- Episode no.: Season 1 Episode 5
- Directed by: Nick Gomez
- Written by: John C. Kelley
- Production code: 105
- Original air date: October 21, 2013

Guest appearances
- Barbara Schulz as Laurence Dechambou; Charles Baker as Grey; Hisham Tawfiq as Dembe Zuma; Deborah S. Craig as Luli Zeng; Graeme Malcolm as The Man with the Apple; Brian Tarantina as The Courier's Brother; Robert Knepper as The Courier;

Episode chronology
| ← Previous "The Stewmaker" | Next → "Gina Zanetakos" |
- The Blacklist season 1

= The Courier (The Blacklist) =

"The Courier" is the fifth episode of the first season of the American crime drama The Blacklist. The episode premiered in the United States on NBC on October 21, 2013.

==Plot==
A courier (Robert Knepper) is scheduled to deliver a valuable shipment to an Iranian spy. Following a car chase, Elizabeth and Malik manage to arrest the courier, and they learn he has imprisoned Seth Nelson, an NSA analyst. Nelson is entombed and only has a limited amount of air left. While the FBI searches for him, the courier escapes. Red coerces the courier's contact, club owner Laurence Dechambou (Barbara Schulz), to help find him, and with that information Malik and Ressler eventually track the Courier and then kill him in self-defense. Elizabeth and Red meanwhile, find and save Seth. As an act of gratitude, Seth gives Red documents regarding the high-profile murder Elizabeth suspected Tom was involved in, and Red sends them to her. At the same time at home, Tom discovers the box and wants to talk to Elizabeth about it. They are unaware that their house is bugged with cameras and listening devices, and they're being watched.

==Reception==
===Ratings===
"The Courier" premiered on NBC on October 21, 2013 in the 10–11 p.m. time slot.
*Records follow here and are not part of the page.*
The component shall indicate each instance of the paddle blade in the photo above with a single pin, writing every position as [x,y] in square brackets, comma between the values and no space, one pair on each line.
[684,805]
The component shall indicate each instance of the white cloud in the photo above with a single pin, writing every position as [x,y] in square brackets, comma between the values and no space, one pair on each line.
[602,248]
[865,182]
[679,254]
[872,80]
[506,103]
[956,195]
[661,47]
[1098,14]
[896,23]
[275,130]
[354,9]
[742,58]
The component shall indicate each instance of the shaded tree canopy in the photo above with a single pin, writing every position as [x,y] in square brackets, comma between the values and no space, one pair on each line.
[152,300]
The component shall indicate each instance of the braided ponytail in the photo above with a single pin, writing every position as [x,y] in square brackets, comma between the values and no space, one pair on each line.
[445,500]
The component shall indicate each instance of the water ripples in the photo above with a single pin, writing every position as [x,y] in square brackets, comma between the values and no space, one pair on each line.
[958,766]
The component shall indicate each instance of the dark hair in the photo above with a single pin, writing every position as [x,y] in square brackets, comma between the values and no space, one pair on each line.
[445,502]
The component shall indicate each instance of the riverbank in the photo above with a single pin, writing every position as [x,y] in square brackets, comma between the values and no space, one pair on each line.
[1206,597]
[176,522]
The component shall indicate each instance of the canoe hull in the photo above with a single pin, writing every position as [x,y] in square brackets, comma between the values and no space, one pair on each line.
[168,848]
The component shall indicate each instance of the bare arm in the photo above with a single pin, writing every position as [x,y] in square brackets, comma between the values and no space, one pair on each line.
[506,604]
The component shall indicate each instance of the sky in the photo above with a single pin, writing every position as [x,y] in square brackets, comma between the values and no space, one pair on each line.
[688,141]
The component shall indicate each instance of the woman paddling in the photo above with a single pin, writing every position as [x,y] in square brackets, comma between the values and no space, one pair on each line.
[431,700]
The episode garnered a 3.0/8 Nielsen rating with 10.44 million viewers, making it the second most-watched show in its time slot behind ABC's Castle, which collected 10.59 million viewers. "The Courier" was also the thirteenth most-watched television show of the week.

===Reviews===
Jason Evans of The Wall Street Journal felt the episode "left [people] on a cliffhanger". He went on to say that "the weekly criminals being caught are almost an afterthought compared to the drama of [the] story" and that "the slow reveal of Liz, Red, and Tom's backstories" make the show great.

Ross Bonaime of Paste gave "The Courier" a 6.0/10, stating that: "The Blacklist is slowly finding a way to make its show work in a less-frustrating and more watchable way since the pilot, but it still has a long way to go before it’s even a good show".